The mother of a young Rhode Island woman who suffered second-degree and third-degree burns last week at Yellowstone National Park said her daughter is continuing to recover in an Idaho ICU.
Mary Neely-Boie told NBC 10 that her 19-year-old daughter, Leora, had been hiking with friends last Thursday in an area near the Old Faithful geyser when, at some point, Leora separated from the group when it began to get cold and attempted to return to her car alone.
"She took a wrong turn and her phone died," Neely-Boie said in an interview outside her Foster area home. "It was getting dark. She got lost.”
With no phone, no flashlight and no one else around, Neely-Boie said her daughter ended up wandering off-trail and into a hydrothermal area.
"When she stepped down, the ground beneath her cracked and she fell," said Neely-Boie.
Leora’s mom said while the pocket her daughter fell into wasn’t deep, it was filled with scalding water. The National Park Service previously said the victim suffered second-degree and third-degree burns to 5% of her body.
“Her hands got the worst of it," said Neely-Boie. “Somehow, she got up and started running. She didn’t know where she was going because it was pitch black.”
Seriously wounded in the darkness, Neely-Boie said her daughter turned to prayer.
"She said she called out to Jesus to save her," the mother said. “And then, by a miracle, she found a road. And somebody found her on the road.”

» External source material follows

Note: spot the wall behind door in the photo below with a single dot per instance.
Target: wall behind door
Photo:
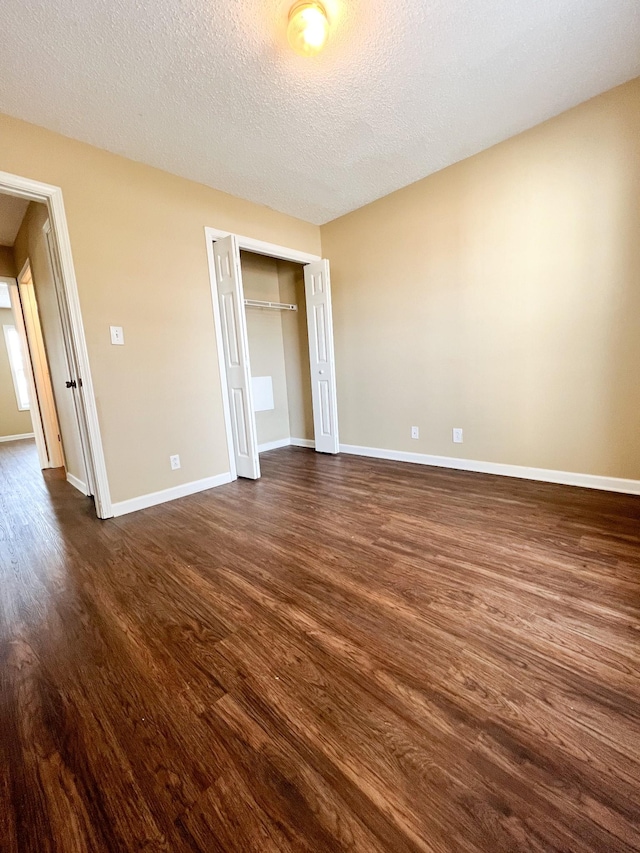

According to Neely-Boie, Leora was found by a park ranger who called for an ambulance. She was later transported via helicopter to a burn center and rushed into surgery.
Neely-Boie said she had been able to speak to her daughter and doctors briefly on the phone, but so far, the full extent of Leora’s injuries remains unclear.
“I don’t really know until they take the bandages off," she said. “It’s going to be a road to healing and recovery.”
Leora had been working in housekeeping at Yellowstone since August, her mother said.
Neely-Boie said she hopes her daughter’s tragic experience may become a lesson to other hikers.
“It was a mistake that could’ve cost her life," she said. "And I’m so grateful that she’s still here.”
In a press release, the National Park Service said the incident remains under investigation.